With the bourses returning to performance mode, expectations are high that the Bombay Stock Exchange benchmark Sensex would regain the 19,000 mark this week.
The 30-stock Sensex gained more than 300 points on Tuesday, and the broader Nifty of the National Stock Exchange gained 92 points on global cues and domestic optimism.
Industry experts say that hopes of end to the ongoing Parliament logjam over foreign direct investment (FDI) in retail could provide the necessary impetus for the indices. The coming days are crucial from more than just the reforms perspective: the fiscal cliff issue in the US, industrial production data and inflation data back home and a decision from the Reserve Bank of India (RBI) on interest rates are in the offing, pointed out Dipen Shah, head, PCG Research, Kotak Securities.

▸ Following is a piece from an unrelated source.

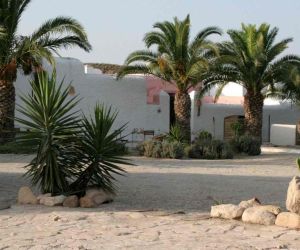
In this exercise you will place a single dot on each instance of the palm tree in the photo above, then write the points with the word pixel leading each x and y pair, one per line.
pixel 27 52
pixel 175 59
pixel 251 59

On Tuesday the Sensex jumped by 305 points after Moody's Investor Services reiterated its stable outlook on India's credit rating, and Europe reached a deal on Greece.
BNP Paribas Securities had in a research report on Monday said the market could touch 19,000 within the next six months. Others are a little more optimistic. In a recent study, industry body Assocham said the BSE benchmark index could touch 20,000 in the near future as foreign institutional investors (FIIs) are back in the capital markets.
FIIs have pumped in more than Rs 100,000 crore in Indian equities so far in 2012 - the highest since 2010 and second highest ever. In 2010, FIIs had injected around Rs 133,000 crore in Indian equities.
Industry experts say that the FII inflow is also being driven by lower returns from developed markets such as Europe and the US.
If the government fails to move ahead with reforms, or if the impasse in the Parliament is not resolved soon, the Sensex remain stagnant or even shed a few points, analysts caution.